Listen to the full podcast on Spotify:

 

Discover fresh perspectives and research insights from LBS

The third season of The Why Podcast started as a series of conversations about work, technology, leadership, and inequality. Though our ten faculty discussed different subject matters, by the end of the season an interesting pattern emerged which showed that while modern systems are becoming more sophisticated, our understanding of human complexity often remains surprisingly narrow.

What made this season compelling was not simply the range of expertise on display, but the way each conversation challenged simplified narratives about modern life.

The discussions around AI offered one of the clearest examples. Rather than treating AI as a story about replacement, guests including Sir Andrew Likierman and Nigel Nicholson focused on what remains distinctly human. Andrew argued that judgement is not reducible to data processing, but rather is shaped by emotion, ambiguity, and lived experience. Nigel extended that idea further, suggesting that every individual inhabits their own constructed world that no algorithm can fully replicate. Isabel Fernandez-Mateo then grounded those ideas in organisational reality, showing both the promise and the limitations AI in hiring systems.

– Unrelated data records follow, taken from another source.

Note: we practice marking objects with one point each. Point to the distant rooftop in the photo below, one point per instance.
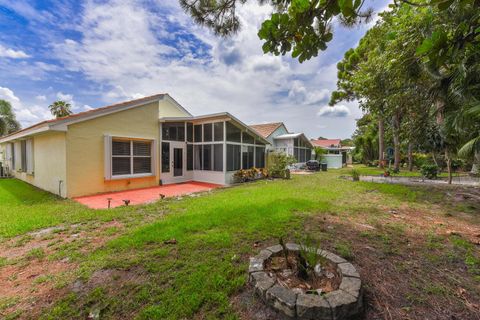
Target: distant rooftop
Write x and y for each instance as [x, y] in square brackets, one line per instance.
[326, 143]
[266, 129]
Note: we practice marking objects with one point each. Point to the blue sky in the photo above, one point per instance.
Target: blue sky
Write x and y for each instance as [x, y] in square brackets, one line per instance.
[95, 53]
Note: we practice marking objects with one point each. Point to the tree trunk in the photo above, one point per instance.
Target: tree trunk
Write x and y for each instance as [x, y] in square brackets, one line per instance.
[381, 142]
[449, 166]
[396, 142]
[410, 156]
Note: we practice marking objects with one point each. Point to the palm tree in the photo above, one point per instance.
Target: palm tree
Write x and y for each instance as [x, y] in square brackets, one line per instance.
[8, 122]
[60, 109]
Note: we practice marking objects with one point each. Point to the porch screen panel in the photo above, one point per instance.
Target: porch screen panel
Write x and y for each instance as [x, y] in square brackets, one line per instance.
[189, 132]
[165, 157]
[218, 131]
[207, 132]
[142, 157]
[197, 130]
[198, 156]
[233, 157]
[247, 138]
[247, 155]
[23, 150]
[207, 157]
[218, 157]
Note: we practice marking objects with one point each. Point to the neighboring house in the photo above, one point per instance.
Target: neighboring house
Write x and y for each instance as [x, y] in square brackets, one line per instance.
[134, 144]
[336, 155]
[294, 144]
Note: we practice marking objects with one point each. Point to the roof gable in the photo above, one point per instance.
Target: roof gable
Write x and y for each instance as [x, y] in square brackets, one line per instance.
[326, 143]
[60, 124]
[266, 129]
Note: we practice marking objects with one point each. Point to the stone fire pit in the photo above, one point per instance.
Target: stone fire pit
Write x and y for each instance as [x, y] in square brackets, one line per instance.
[344, 303]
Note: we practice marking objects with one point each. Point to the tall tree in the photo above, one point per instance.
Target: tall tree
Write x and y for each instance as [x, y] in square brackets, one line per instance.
[8, 121]
[60, 109]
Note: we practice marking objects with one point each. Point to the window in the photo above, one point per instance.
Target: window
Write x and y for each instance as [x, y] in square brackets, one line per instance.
[258, 142]
[198, 156]
[218, 157]
[233, 133]
[218, 131]
[189, 132]
[207, 132]
[12, 145]
[189, 157]
[131, 157]
[247, 157]
[260, 157]
[198, 133]
[247, 138]
[233, 157]
[207, 157]
[23, 154]
[173, 131]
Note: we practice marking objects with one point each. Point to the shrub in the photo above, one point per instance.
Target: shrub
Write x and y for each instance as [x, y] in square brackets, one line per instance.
[429, 171]
[278, 163]
[419, 159]
[355, 175]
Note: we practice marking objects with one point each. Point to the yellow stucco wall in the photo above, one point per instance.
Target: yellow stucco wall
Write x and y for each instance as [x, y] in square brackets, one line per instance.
[85, 149]
[166, 108]
[49, 163]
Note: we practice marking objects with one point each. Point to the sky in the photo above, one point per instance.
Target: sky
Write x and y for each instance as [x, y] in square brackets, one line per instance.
[95, 53]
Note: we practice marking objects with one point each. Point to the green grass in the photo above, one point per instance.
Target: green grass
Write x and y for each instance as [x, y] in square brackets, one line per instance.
[374, 171]
[215, 233]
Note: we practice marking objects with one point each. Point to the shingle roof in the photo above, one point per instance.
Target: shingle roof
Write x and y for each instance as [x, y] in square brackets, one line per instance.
[326, 142]
[266, 129]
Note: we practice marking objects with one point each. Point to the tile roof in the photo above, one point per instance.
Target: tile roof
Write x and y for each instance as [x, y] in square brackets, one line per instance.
[266, 129]
[326, 142]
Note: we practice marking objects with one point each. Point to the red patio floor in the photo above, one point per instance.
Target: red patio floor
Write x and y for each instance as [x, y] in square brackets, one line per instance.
[144, 195]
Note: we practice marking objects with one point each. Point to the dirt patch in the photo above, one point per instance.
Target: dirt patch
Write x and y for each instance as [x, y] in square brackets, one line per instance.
[325, 279]
[248, 306]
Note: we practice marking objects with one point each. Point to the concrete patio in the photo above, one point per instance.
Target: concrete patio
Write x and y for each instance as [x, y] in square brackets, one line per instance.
[144, 195]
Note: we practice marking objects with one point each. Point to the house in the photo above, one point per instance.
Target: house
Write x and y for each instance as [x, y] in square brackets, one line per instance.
[134, 144]
[281, 140]
[336, 155]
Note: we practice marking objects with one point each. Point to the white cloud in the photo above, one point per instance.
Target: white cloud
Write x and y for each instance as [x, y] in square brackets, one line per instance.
[131, 52]
[11, 53]
[338, 111]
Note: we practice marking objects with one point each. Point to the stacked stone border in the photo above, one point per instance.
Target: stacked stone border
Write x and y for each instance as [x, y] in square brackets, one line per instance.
[344, 303]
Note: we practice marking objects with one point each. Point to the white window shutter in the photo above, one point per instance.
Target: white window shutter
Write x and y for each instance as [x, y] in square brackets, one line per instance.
[30, 163]
[107, 157]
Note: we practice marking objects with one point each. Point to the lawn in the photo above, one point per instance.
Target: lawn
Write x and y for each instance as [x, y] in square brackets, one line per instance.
[415, 249]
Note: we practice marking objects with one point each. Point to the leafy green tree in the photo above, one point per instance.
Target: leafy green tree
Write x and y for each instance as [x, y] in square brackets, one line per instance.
[8, 121]
[60, 109]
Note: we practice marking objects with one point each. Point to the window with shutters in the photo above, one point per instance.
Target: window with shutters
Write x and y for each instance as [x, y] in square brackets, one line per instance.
[131, 157]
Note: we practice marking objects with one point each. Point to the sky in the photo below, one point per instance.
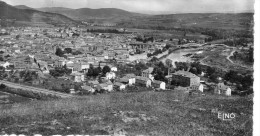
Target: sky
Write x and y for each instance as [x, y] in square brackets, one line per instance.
[149, 6]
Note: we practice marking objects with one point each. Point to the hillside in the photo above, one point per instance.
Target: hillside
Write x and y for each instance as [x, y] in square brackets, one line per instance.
[239, 21]
[31, 17]
[172, 113]
[87, 13]
[22, 7]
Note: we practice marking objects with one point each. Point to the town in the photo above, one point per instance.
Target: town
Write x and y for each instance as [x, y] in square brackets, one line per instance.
[76, 61]
[109, 71]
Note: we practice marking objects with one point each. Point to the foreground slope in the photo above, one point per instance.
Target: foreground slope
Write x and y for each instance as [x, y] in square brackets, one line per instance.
[139, 113]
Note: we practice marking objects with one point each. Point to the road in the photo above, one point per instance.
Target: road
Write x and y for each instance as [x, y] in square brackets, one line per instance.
[231, 54]
[35, 89]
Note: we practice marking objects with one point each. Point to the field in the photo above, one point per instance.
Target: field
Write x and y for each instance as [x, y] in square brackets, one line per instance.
[147, 113]
[217, 56]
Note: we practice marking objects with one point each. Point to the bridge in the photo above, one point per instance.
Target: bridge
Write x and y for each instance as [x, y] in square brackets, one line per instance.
[36, 90]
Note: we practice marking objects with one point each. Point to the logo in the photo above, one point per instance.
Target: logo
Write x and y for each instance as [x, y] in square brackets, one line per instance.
[226, 116]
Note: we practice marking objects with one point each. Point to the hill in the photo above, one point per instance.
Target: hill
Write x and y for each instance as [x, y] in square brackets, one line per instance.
[22, 7]
[228, 21]
[141, 113]
[87, 13]
[31, 16]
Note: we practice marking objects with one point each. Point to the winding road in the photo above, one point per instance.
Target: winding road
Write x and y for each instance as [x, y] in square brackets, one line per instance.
[231, 54]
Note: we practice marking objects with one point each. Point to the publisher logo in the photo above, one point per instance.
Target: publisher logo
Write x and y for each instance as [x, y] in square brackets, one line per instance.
[226, 116]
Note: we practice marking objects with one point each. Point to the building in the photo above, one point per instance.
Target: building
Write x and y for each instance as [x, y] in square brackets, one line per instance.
[78, 77]
[221, 88]
[143, 81]
[88, 89]
[119, 86]
[148, 73]
[185, 79]
[159, 84]
[110, 75]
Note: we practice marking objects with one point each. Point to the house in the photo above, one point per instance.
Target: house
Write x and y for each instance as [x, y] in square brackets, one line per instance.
[131, 78]
[93, 83]
[144, 81]
[114, 69]
[106, 86]
[119, 86]
[4, 64]
[110, 75]
[221, 88]
[185, 79]
[78, 77]
[148, 73]
[88, 88]
[59, 63]
[159, 84]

All of these conversations shifted the AI debate away from capability and toward a deeper question about the value of human interpretation.

A second theme emerged around the future of work, though not in the familiar language of productivity trends or return-to-office policies. Instead, the theme explored how organisations are designed and who they are really designed for. Lynda Gratton’s work on highly skilled freelancers highlighted a growing mismatch between institutional expectations and individual priorities. Freelancers enjoy autonomy over when and where they work, and they want a sense of agency but also need to be able to manage themselves, understand their skills and see how freelancing can be part of their career trajectory, she explained.

 

Discover fresh perspectives and research insights from LBS

"One question kept popping up: how do organisations create systems that recognise people as more than units of output?"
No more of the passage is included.